RelationshipFrom → ToMeaning
DirectorshipPerson → LegalEntityDirector / officer role
OwnershipEntity → LegalEntityShareholding / beneficial ownership
RegisteredAtLegalEntity → AddressRegistered/operating address
DocumentsEntityDocument → EntityA document evidences an entity
OwnsDomainLegalEntity → DomainDomain ownership
MatchedToPerson → SanctionsMatchScreening match
MentionedInEntity → AdverseMediaAdverse-media mention

Risk categories

Findings are classified into eleven categories, used by both module rules and the risk matrix:

sanctions · pep · adverse_media · ownership · governance · corporate_status · jurisdiction · digital_footprint · regulatory · data_quality · secrecy_jurisdiction

Survivorship rules

When two sources disagree about an attribute, survivorship decides the winner. The ontology declares four strategies, a per-attribute default, and trust weights at two levels.

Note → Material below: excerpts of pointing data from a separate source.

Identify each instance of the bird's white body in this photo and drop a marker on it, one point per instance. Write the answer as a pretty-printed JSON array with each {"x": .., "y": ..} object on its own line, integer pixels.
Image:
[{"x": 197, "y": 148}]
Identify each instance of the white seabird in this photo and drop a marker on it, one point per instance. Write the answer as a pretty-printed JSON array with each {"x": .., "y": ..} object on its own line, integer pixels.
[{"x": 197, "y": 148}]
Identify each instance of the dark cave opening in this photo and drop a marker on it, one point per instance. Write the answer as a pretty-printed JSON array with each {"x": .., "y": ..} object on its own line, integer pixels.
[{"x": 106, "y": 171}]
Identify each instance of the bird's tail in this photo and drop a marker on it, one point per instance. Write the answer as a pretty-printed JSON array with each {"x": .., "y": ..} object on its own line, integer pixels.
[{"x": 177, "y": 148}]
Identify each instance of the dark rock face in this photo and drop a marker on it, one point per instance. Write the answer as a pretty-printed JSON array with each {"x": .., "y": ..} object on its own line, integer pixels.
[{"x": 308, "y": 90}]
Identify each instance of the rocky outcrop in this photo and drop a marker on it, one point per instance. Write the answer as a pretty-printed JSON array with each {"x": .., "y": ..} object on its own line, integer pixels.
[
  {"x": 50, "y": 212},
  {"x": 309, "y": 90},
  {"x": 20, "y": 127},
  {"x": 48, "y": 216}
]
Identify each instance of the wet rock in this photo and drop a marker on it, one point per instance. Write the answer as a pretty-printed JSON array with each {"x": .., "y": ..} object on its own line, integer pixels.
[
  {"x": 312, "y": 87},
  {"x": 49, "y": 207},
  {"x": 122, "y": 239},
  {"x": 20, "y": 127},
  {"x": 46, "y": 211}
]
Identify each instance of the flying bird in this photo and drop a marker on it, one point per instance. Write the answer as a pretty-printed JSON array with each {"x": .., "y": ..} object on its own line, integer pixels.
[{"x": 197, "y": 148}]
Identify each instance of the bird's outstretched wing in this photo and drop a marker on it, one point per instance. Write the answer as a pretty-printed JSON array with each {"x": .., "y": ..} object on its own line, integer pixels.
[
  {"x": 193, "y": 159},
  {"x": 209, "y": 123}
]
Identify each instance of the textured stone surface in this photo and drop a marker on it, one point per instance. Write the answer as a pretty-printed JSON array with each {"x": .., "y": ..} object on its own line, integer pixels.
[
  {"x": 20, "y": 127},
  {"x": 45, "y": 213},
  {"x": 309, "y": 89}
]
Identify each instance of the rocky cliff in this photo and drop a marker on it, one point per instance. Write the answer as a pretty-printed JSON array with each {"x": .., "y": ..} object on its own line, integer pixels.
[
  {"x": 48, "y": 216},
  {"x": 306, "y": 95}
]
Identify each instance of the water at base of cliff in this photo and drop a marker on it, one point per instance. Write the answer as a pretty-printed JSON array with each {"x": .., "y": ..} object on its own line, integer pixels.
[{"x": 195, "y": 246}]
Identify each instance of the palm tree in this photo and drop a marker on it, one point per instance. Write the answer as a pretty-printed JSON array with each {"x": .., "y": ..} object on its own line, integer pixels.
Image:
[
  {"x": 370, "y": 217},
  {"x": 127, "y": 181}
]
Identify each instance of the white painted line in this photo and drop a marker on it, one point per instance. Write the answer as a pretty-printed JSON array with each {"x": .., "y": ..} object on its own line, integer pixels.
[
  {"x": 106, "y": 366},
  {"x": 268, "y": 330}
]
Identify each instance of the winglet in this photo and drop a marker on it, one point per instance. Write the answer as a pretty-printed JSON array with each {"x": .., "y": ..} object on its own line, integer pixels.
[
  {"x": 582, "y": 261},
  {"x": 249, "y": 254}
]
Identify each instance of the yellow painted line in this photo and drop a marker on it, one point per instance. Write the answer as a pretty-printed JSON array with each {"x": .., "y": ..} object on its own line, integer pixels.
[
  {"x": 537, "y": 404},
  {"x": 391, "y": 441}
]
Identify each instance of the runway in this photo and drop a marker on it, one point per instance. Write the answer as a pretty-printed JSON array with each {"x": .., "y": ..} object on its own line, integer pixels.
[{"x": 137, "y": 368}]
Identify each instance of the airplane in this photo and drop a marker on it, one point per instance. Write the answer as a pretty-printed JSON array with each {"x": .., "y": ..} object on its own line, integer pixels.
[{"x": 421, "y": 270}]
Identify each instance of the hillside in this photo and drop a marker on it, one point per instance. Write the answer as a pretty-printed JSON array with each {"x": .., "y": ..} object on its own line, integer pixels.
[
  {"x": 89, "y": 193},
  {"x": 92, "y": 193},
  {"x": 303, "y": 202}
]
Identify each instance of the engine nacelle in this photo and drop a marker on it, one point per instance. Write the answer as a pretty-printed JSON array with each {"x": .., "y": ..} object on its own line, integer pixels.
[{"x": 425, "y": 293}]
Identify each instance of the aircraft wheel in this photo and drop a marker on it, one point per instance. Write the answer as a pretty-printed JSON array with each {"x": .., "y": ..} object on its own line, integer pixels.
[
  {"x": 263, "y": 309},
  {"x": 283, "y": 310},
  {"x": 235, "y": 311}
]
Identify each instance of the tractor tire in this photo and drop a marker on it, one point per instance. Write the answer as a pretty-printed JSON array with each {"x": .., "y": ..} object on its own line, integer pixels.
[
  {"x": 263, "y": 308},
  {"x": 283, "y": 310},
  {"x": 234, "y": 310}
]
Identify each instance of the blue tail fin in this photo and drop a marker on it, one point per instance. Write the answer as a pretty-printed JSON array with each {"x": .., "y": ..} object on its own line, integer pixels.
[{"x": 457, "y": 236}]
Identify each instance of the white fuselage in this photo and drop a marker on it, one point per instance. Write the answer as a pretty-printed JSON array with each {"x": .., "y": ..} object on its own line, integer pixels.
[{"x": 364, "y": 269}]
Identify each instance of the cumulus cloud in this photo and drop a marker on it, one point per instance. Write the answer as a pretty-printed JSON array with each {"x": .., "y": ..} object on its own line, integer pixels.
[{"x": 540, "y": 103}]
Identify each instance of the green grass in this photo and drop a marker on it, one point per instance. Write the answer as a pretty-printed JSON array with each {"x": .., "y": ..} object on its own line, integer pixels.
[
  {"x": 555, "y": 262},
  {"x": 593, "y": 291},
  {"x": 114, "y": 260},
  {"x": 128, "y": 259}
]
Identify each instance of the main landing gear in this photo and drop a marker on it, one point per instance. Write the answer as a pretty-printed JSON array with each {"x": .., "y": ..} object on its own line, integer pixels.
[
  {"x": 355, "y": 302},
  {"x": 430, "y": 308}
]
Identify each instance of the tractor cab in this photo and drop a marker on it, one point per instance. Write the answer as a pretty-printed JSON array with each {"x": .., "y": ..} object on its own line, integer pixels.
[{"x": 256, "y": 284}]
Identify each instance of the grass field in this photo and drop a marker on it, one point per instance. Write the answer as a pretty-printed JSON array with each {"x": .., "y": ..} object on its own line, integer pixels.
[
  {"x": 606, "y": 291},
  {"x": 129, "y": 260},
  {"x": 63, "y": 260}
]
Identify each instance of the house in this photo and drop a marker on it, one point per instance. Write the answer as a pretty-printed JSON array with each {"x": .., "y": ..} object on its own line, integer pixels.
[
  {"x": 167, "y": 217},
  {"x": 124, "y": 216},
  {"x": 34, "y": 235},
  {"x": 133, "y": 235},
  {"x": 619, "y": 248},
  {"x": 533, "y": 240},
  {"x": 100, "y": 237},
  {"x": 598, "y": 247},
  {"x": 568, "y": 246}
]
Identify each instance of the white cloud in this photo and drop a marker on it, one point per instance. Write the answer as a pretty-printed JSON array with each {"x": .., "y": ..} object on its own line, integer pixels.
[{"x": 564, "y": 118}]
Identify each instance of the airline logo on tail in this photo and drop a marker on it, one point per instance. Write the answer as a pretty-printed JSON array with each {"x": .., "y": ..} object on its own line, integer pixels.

  • Strategies: most_trusted, most_recent, most_complete, combine. Each attribute in the schema declares which strategy applies (for example legal_name: most_trusted, registration_numbers: combine).
  • Module trust ranks the OSINT modules by authority — cir (company registry) is most authoritative at 10, down to dfwo (digital footprint) at 3.
  • Provider trust assigns per-field confidence to external providers. For example NorthData's registration_number is trusted at 0.99, while OSINT's _default is 0.70 and KVK's Dutch postal_code is 0.95.
  • Protected fields can never be silently overwritten by a provider. On Person these include is_pep, pep_position, is_sanctioned, and sanctions_matches; they originate from the screening crews (SPEPWS, AMLRR), not from registries.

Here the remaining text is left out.